Twee derde van de Vlaamse legkippen zit nog altijd in een kooi

Redactie KW

Ondanks de populariteit van scharreleieren zit nog 63,3 procent van de Vlaamse kippen in een kooi. Dat zegt minister van Landbouw Joke Schauvliege maandag op vraag van Tinne Rombouts (CD&V).

In 2012 verbood Europa de klassieke kooien, waarin legkippen nauwelijks bewegingsruimte hadden. De landbouwers kregen de keuze om de dieren uitloop in open lucht te geven, te laten rondscharrelen in een stal of te houden in een zogenaamde verrijkte kooi. In die laatste hebben de kippen iets meer ruimte en de beschikking over onder meer een zitstok.

Twee jaar later blijkt dat de meeste landbouwers voor de verrijkte kooien hebben gekozen. In totaal 4.515.747 kippen, of 63,3 procent, brachten in 2014 op die manier hun dagen door. In 2011 zat 70,6 procent van de kippen in een kooi. De scharrelkippen zijn nu goed voor 27,7 procent van het totaal en 7,2 procent van de dieren heeft vrije uitloop. Biokippen vertegenwoordigen slechts 1,7 procent van het totaal.

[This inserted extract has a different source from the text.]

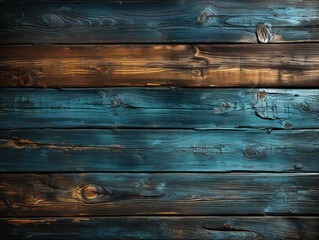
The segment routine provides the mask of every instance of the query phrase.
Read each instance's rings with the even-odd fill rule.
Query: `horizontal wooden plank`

Grootste bedrijven in onze provincie

Tinne Rombouts wijst erop dat alle systemen voor- en nadelen hebben. Zo hebben scharrelkippen meer bewegingsruimte, maar dat kan ook zorgen voor agressiviteit en breuken van vleugels en borstbeen. In verrijkte kooien is er minder uitval en is de stofconcentratie lager.

Het gemiddeld aantal kippen per bedrijf is in drie jaar tijd gevoelig toegenomen, van 33.359 tot 40.284. De grootste bedrijven staan in West-Vlaanderen, met gemiddeld 53.458 kippen per landbouwer, voornamelijk in verrijkte kooien. De noodzakelijke investeringen hebben geleid tot een schaalvergroting, besluit Rombouts.